Beyond that, how is this better than Shepard’s idea from 30+ years ago?:
Power generation from high altitude winds
Patent: US4659940A
Inventor: David H. Shepard

Abstract:
There are disclosed method and apparatus for the production of electrical power from high altitude winds. A kitecraft (12) secured to a ground tether (14) supports a cylindrical drum (10) rotatable about a horizontal shaft (60). The drum comprises a plurality of wheels (24) interconnected by airfoils (26) positioned about the cylindrical surface of the drum. Wind action on the airfoils rotates the drum about the horizontal shaft and turns generators (50) to provide electrical power. The kitecraft (12) and drum (10) assembly is constructed to the maximum practical extent from tension members to reduce weight.

(https://patents.google.com/patent/US4659940A/en?

Back to Where (is my) Brain:
The rims add weight, and the rim generators, traveling at the speed of the blades, which should be around 100 mph, would have a LOT of drag or friction.

Professor Crackpot often doesn’t appreciate the century+ of others previously working out reasonable diameters for generators… He thinks it should be bigger than the turbine itself - why? Because Professor Crackpot likes to be different!

At 100 mph, the blades would simply break off, due to centrifugal force.

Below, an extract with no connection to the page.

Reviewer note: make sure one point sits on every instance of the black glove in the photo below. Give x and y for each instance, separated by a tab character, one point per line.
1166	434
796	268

Build one module and put it on a tower, and you’ll see. I’m pretty good at telling wind newbies when their wannabe machines will fly apart. “But the blades never broke off in the renderings!?”

Will the modules fly in a stable manner? Nobody knows. Nobody has tried it. Why? It would be too hard"… You mean “too hard” like laddermill? Endlessly-celebrated, yet nobody ever builds one? If you have ever flown kites, you know very well that what SEEMS like it SHOULD be stable in the wind, often is not! Many promising kites want to just dive directly into the ground! Maybe the modules need tails!

Wherebrain - the future of brainlessness! Let’s start a go-fund-me site to help find my brain!